My work as a Prevention Educator centers on working with young men and discussing the details of consent. During a recent training session a young man revealed a story that weighed on him the entire eight weeks of our training. He explained a scene where he was at a party and wanted my opinion on how he’d acted. Heavy drinking was involved and although he chose not to indulge, his date was quite intoxicated. He helped her to a room where she laid down and then pulled him close. He confided that there was sexual contact but no sexual intercourse. Then he asked me, “Was that wrong?” What was striking to me was that he waited nearly two months to ask this question. It takes time to build the trust and rapport needed to fully understand ethical consent and have real conversations.
I shared this story to demonstrate the need to discuss consent and sex with young women and men in such a way that offers an environment of trust, rapport and authenticity.

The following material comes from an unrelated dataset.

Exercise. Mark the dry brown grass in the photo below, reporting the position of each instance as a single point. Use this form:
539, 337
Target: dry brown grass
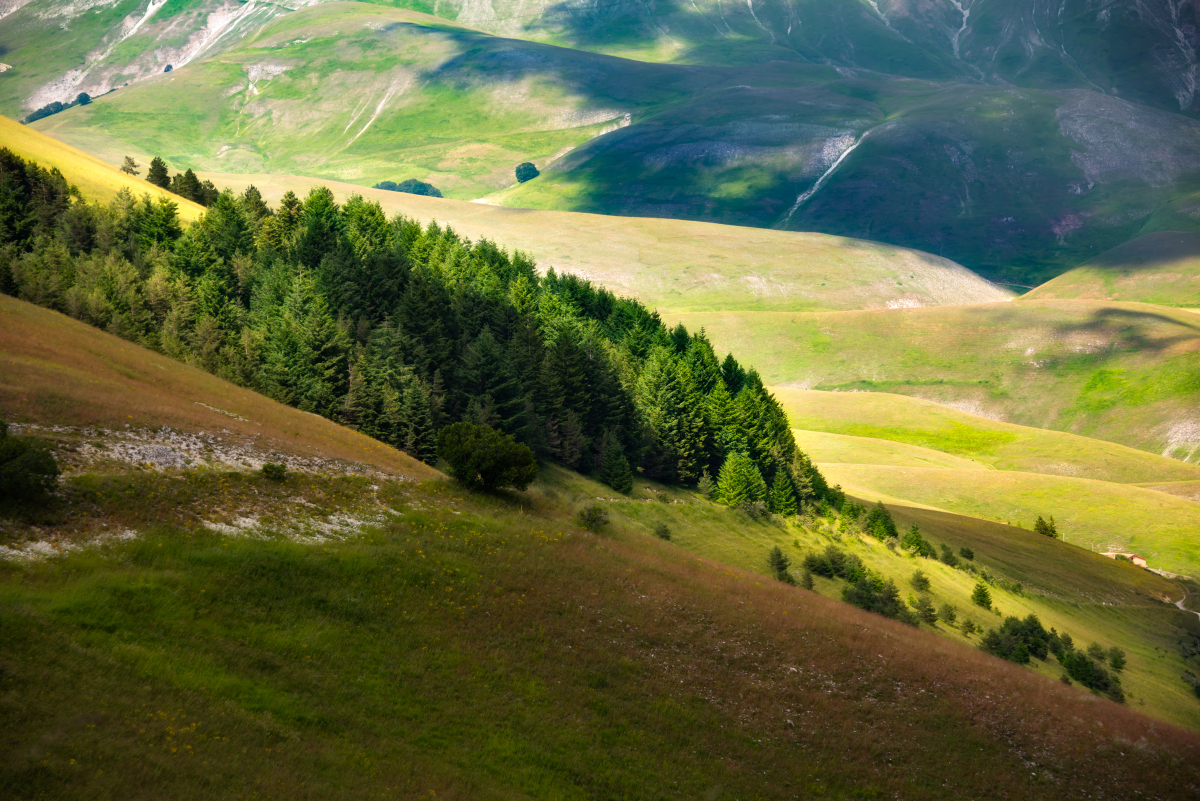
58, 371
96, 180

On more than one occasion, students should be given a platform to share their experiences, attitudes and beliefs. Once educators are permitted access to these beliefs we have the opportunity to reframe them, which may influence actual behaviors, and students are able to model responsible behaviors while engaging in effective bystander strategies and interventions.
Ethical consent is defined as consent that is:
• Enthusiastically engaged
• Verbal and nonverbal
• Yes means yes
By providing this to students as a guide, we can help reduce sexual assault and therefore the life-long repercussions rape survivors face in the aftermath. It will continue to be a profound failure on the part of university leadership and athletic departments until it is standard practice to mandate multi-session trainings with student leaders.
We will likely never know the events that transpired that night in Tallahassee between Winston and his accuser, however, by starting the conversation now, we can become a part of changing the culture of rape. We encourage all universities to partner with local domestic violence agencies to design comprehensive prevention strategies that produce an environment that never accepts or tolerates sexual violence.